Историки будут потом подсчитывать, где и какой генерал не там и не так загнул стрелу и упустил часы. Не миги упущены, упущено все. Даже в случае нашего поражения война на этой земле не окончится, пока не сдохнет Гитлер, не переменится режим и все не станет по-прежнему или хуже, чем было. Судьбу народу нельзя принести извне. Принести можно лишь горе. А оно ожесточает и сплачивает.
… «Эмка» разбрызгивает лужи, пересекает площадь, подъезжает к Спасским воротам. Кто-то по вызову. Вечереет, разгорается деятельность…

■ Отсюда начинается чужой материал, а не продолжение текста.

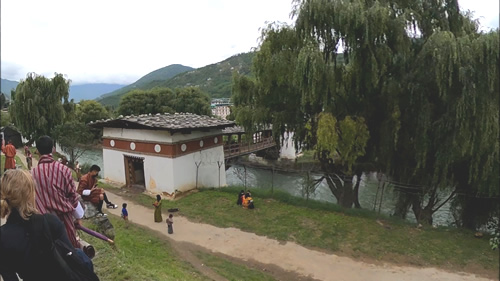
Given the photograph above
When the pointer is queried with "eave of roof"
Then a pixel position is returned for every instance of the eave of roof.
(178, 122)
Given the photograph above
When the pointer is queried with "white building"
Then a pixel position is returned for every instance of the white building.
(164, 152)
(221, 107)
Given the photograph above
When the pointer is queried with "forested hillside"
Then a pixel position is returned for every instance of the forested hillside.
(161, 74)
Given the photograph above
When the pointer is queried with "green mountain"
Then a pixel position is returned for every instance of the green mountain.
(7, 86)
(76, 92)
(214, 79)
(113, 98)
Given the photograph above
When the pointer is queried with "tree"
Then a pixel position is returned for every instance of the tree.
(91, 110)
(192, 100)
(40, 104)
(4, 101)
(161, 100)
(406, 76)
(157, 100)
(4, 118)
(74, 138)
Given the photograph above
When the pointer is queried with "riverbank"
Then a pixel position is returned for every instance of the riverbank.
(382, 245)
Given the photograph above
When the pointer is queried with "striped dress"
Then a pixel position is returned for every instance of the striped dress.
(56, 193)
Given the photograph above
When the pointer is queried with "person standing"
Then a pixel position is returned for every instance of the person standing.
(170, 224)
(87, 188)
(22, 231)
(124, 211)
(55, 189)
(78, 170)
(157, 204)
(29, 160)
(10, 153)
(240, 197)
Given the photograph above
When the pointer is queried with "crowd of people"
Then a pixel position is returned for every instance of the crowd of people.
(49, 191)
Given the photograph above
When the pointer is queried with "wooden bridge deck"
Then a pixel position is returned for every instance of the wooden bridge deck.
(238, 149)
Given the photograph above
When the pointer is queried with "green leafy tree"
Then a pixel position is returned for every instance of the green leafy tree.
(74, 138)
(4, 102)
(416, 88)
(40, 104)
(192, 100)
(157, 100)
(91, 110)
(4, 118)
(161, 100)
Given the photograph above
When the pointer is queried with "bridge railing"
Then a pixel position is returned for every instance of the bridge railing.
(235, 149)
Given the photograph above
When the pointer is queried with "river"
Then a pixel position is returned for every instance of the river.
(292, 183)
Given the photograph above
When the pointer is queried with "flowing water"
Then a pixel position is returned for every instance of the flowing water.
(293, 183)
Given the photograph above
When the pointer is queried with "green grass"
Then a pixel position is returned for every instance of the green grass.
(230, 271)
(349, 232)
(138, 254)
(143, 254)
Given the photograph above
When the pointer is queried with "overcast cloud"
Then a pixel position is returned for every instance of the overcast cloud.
(119, 41)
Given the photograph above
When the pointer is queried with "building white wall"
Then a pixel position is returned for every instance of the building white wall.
(169, 174)
(114, 165)
(155, 135)
(208, 172)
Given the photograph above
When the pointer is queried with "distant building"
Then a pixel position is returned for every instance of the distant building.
(221, 107)
(164, 152)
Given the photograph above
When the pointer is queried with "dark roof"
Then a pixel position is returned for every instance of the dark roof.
(178, 122)
(233, 130)
(240, 130)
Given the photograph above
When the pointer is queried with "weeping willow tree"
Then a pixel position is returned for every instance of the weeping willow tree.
(415, 81)
(451, 122)
(40, 104)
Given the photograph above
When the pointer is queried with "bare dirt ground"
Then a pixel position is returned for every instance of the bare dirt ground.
(285, 261)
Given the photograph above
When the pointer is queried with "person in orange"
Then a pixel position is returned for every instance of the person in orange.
(10, 153)
(87, 188)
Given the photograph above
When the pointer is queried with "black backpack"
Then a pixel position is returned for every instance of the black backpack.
(55, 256)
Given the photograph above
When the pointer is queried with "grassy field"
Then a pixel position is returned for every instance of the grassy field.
(358, 233)
(142, 254)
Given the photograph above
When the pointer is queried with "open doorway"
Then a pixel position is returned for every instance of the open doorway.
(134, 171)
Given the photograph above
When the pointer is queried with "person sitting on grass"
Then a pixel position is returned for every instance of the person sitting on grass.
(248, 201)
(240, 197)
(87, 188)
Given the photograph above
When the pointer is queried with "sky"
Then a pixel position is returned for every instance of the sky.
(119, 41)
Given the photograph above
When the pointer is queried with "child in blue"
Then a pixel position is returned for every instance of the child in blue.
(124, 211)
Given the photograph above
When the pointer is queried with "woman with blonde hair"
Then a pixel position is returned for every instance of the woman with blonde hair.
(23, 247)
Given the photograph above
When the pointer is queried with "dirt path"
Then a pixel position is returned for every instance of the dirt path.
(289, 257)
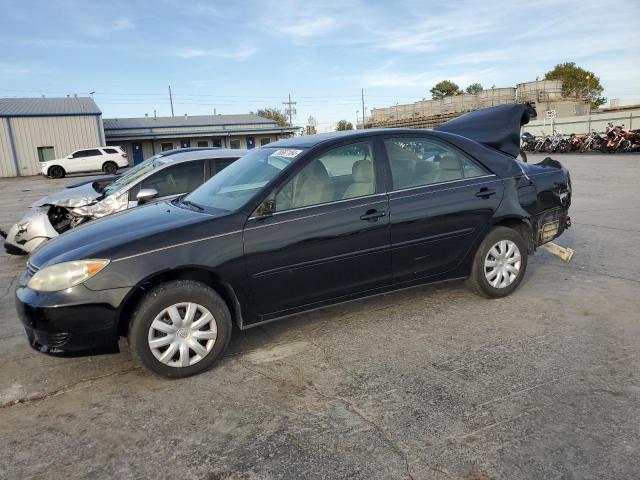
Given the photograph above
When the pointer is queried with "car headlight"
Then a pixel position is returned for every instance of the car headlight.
(65, 275)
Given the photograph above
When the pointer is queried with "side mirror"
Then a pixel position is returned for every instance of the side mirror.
(265, 209)
(145, 195)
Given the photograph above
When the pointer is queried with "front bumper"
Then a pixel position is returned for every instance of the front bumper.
(30, 232)
(76, 320)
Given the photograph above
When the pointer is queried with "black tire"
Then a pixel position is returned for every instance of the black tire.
(56, 172)
(110, 168)
(523, 155)
(478, 280)
(166, 295)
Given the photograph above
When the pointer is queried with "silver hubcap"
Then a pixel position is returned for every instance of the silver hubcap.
(182, 334)
(502, 264)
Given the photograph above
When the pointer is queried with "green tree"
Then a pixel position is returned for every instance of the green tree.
(445, 88)
(578, 83)
(273, 114)
(344, 125)
(474, 88)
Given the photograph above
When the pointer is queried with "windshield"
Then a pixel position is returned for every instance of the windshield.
(134, 173)
(235, 185)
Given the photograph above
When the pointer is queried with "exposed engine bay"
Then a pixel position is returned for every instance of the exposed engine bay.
(55, 214)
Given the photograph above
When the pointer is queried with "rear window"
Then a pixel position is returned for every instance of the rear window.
(87, 153)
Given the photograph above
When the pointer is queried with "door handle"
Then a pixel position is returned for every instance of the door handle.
(372, 215)
(484, 192)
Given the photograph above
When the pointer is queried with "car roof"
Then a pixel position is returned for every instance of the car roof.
(309, 141)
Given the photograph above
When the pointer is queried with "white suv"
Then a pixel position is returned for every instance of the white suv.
(105, 159)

Перехожу в комнату с панелями. За столом Усач, Брюнет и Наследник. Этот мельком улыбается мне, остальные почтительно следят, как Сосо шагает взад и вперед по ковровой дорожке, посасывет угасшую трубку и переваривает доклад Штабного. А тот в углу, у стола с картами, сложа руки по швам, провожает вождя поворотами головы. Бесшумно отворяется дверь, входит Кондом, присаживается у стены. Сосо, словно только его и ждал, останавливает хождение.
— Ударыть в дывух напыравлэныях…
— Так точно, товарищ Сталин, — загорается Штабной. — С севера на Великие Помидоры, а с юга на Малые Огурцы…
Сосо останавливает его жестом. Оглядывает синклит, собирает у глаз мудрые морщинки, воспетые поэтами, озаряет рябое лицо усмешкой:
— В дывух напыравлэныях зыначыт: один удар из Масакавы на запад, а дуругой — дуругой с запада на Масакаву.
Молчат. Не поняли.
И я не понял.
Сосо глядит — «Эх, помощнички!», а они на Сосо. Усач моргает: осел ослом. Кондом непроницаем, этот тупость свою скрывает надежно. Наследник нахмурил брови, выглядит понимающим, но кого он обманет… Брюнет схватил суть дела (политработник!), это видно по злобной радости, вспыхнувшей на его лице, но еще не уверен, привстает со стула, вопросительно глядит на Сосо, а Сосо ему кивает — мол, маладэц, Брюнет, бистро саабражаишь…
В дверях возникает Привратник, Сосо велит ему вызвать Увальня. — Он здесь, товарищ Сталин.